Momen peralihan pengawasan dari Bapepam LK kepada OJK pada 2013 menjadi momen krusial. Ada dugaan bahwa fakta buruknya kondisi keuangan Jiwasraya tidak diungkap oleh pengawas perseroan yang lama (Bapepam LK) kepada pengawas yang baru (OJK), karena yang disampaikan dalam serah terima hanya laporan keuangan yang sudah melalui proses rekayasa melalui re-asuransi dan penjualan JS Plan.
Sementara setelah serah terima tersebut pengawas OJK yang baru terkendala oleh berbagai kesibukan penyediaan infrastruktur, termasuk menyusun tata kerja pengawasan yang baru.
Di tengah keterbatasan tersebut, pengawas OJK sempat meminta Jiwasraya memperbaiki produk JS Plan yang tidak sesuai dengan kemampuan pengelolaan investasinya. Bahkan pada 2017, OJK memberikan sanksi peringatan pertama karena perseroan terlambat menyampaikan laporan aktuaris tahun 2017. Pada 2018 kasus Jiwasraya kemudian meledak.

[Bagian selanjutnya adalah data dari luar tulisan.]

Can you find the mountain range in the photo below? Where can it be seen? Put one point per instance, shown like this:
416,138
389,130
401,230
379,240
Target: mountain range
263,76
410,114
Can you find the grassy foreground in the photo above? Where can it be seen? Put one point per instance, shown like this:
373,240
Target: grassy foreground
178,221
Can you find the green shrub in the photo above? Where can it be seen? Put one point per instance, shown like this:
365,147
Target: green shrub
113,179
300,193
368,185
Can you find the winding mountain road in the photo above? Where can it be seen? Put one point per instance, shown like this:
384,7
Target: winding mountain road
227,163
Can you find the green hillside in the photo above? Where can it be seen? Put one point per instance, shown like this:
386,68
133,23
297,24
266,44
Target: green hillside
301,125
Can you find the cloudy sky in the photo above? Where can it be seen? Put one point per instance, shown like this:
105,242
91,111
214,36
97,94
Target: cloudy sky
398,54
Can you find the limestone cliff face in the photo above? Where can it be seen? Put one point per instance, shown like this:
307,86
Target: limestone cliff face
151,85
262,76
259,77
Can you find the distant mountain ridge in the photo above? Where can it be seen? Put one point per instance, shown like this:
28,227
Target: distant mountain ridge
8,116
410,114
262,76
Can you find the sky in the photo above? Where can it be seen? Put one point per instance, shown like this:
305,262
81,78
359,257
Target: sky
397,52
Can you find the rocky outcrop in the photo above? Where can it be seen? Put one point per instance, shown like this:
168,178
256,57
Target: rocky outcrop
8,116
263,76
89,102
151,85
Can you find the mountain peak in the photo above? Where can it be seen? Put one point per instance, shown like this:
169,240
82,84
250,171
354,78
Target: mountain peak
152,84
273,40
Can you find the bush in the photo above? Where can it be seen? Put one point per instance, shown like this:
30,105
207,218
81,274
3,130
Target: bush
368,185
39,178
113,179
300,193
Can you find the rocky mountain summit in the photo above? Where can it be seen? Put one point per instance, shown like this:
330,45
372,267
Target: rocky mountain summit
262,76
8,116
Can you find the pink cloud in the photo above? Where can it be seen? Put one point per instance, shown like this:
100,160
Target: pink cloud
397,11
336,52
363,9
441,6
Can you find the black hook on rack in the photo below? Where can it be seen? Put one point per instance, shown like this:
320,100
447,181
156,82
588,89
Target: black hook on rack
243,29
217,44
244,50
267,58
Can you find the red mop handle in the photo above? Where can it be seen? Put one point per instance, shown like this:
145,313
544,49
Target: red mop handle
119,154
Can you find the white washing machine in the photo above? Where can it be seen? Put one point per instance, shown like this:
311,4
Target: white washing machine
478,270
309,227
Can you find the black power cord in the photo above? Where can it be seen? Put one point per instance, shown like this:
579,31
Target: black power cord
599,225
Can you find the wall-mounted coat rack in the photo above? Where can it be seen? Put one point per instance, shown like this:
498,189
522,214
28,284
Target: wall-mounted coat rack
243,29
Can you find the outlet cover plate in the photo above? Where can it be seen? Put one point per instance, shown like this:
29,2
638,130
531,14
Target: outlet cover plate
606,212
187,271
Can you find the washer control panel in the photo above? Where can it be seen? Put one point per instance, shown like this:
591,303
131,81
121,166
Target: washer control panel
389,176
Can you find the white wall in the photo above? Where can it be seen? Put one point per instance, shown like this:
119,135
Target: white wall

Kasus ini adalah skandal besar yang melibatkan banyak pihak, sehingga bisa menyembunyikan borok parah perusahaan milik negara itu dan tetap beroperasi, bahkan menjual produk ‘cantik’ yang membius para investor bankansurance hingga triliunan rupiah. Direktur Utama dan Diretur Keuangan Jiwasraya yang sudah menjadi tersangka mungkin hanya aktor-aktor film drama panjang ini.
Namun, otoritas pengawas lama yang membiarkannya sejak 2004 bahkan memberikan izin Jiwasraya merekayasa keuangannya adalah sutradara dan produser utama film ini yang juga harus diungkap ke publik.
Meski merupakan skandal besar, kasus Jiwasraya bukan bukti kegagalan OJK. Demikian juga dengan kasus-kasus lainnya yang merupakan warisan kegagalan otoritas lama. Kita jangan meninggalkan OJK ketika dia justru menjadi harapan untuk memperbaiki semua kesalahan masa lalu.